From here on to Bergdorf Goodman’s tribute to the arts, followed by a stumbling ( and near trampling, no joke) at Saks and Rockefeller. And a whole sprinkling of other pretty spectacular sights in between.

I was also lucky enough to stumble into St Thomas’ Church. The doors were splayed open, and I could hear singing. I stepped in and saw a choir of red-robed boys practising for a Christmas Eve service. I sat quietly and enjoyed on a pew alone…
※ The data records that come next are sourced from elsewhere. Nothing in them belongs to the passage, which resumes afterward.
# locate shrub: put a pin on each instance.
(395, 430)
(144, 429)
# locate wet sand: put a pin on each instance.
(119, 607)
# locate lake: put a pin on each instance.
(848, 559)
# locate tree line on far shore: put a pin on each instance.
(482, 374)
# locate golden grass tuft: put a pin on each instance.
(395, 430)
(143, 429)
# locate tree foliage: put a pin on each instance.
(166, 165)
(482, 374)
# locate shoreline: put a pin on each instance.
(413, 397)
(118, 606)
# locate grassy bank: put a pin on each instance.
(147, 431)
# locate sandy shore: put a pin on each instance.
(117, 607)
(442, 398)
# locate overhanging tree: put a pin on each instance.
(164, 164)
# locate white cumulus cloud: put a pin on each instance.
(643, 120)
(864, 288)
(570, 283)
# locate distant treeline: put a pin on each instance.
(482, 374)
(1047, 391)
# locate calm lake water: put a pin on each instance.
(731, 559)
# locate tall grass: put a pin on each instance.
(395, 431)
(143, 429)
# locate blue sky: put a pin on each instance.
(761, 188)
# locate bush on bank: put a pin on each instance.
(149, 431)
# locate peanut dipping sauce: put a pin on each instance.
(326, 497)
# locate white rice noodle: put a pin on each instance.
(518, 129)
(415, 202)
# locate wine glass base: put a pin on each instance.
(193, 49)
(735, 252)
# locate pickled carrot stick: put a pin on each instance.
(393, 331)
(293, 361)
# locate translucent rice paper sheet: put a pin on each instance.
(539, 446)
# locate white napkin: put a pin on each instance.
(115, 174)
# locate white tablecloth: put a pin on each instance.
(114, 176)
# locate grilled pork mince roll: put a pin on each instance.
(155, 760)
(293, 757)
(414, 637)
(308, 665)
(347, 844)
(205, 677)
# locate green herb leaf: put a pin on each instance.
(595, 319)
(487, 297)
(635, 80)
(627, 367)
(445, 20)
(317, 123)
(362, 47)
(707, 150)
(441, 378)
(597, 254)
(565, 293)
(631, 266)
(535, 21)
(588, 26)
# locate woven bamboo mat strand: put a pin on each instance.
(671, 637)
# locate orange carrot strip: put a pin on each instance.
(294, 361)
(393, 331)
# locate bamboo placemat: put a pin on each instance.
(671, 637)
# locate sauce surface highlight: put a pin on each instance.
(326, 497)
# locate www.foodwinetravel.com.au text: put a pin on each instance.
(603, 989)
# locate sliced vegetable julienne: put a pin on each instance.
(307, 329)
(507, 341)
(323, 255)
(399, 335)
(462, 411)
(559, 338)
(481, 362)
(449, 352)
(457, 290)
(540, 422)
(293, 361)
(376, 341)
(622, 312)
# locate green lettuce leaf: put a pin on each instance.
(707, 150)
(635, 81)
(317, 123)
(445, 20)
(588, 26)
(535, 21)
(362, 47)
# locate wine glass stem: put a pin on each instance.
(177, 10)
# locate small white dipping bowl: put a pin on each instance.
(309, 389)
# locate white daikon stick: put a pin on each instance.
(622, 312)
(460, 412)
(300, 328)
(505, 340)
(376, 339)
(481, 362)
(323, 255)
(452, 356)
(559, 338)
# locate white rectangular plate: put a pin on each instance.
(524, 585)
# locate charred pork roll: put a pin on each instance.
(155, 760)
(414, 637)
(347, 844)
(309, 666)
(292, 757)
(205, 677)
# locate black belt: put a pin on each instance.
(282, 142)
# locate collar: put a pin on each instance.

Along the whole way I leisurely shopped- didn’t buy anything, other than a pretzel (Duh), and hopped into a few hotels to see if any felt right for a solo drink ( the St. Regis, the Peninsula, Sherry-Netherlands, the Plaza and the Waldorf Astoria) but something wasn’t quite right for me to settle down in any. They were all stunning and iconic, but I was shockingly not in the mood to sit still and drink.

There are enough moments where I’m pretty tired or frustrated or scared or… Just not up. Like everyone. But tonight was just really nice. As vacuous or silly as that sounds. There are so many other elements that can complicate situations. I’m keeping tonight simple and am appreciating it for what it was. A dream come true, without evaluation, or analysis, or judgement.

Also, my one kid officially says ‘Santa’ with a new twang/slant. I’m simultaneously horrified and delighted.